The more we work on concepts, the clearer it is that our problem cannot be tackled with algorithms only. Even for humans it is very challenging to describe precisely what two movies have in common or at least to write down the shared concepts that are important.
Thus, it would be much easier to start with high-level annotations and work your way down to the details. Actually, this is what some movie portal sites do. They start with general ‘themes’ to describe movies and at the next level, they provide some descriptive details. For instance, the theme could be ‘heroic-mission’ and the keywords could be ‘treasure’, ‘jungle’ and ‘cave’.
In other words, if two movies share the themes ‘war-in-space’ and ‘heroic-mission’ they should be closer in the concept space than two movies that share only two keywords. We can think of themes as regions in the concept space. The themes mark the boundaries of a larger region of the space and inside these regions, the keywords are used to build a similarity layer. Despite the theoretical advantages, there are still lots of challenges due to possible overlapping of themes.
To turn this into a naive similarity measure, we could calculate the intersection of themes in movies and then, we would repeat the procedure for the keywords. A hierarchy could be formed by different weights or by using thresholds. But the limitation of the approach is obvious. Without some kind of co-variance, relations between either themes or keywords are completely ignored. For instance, ‘shark’ and ‘tiger-shark’ are not treated as similar and because of the sparsity a co-var matrix might not help either.

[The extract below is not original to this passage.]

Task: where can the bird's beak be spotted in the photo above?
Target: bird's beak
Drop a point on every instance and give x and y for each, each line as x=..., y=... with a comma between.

However, we can improve the situation with some simple heuristics. We mark two terms as related, if a combined term (two or more terms separated by ‘-‘) contains a term from the vocabulary that has no separator, like ‘tiger-shark’ -> ‘shark’. This approach models simple relations between words and we make sure that the right side is always part of our vocabulary.
In a nutshell, movie themes are very useful to model the conceptual similarity between movies on a higher level. Furthermore, it can be directly used for clustering, or as a building block to incorporate the knowledge into a deeper model.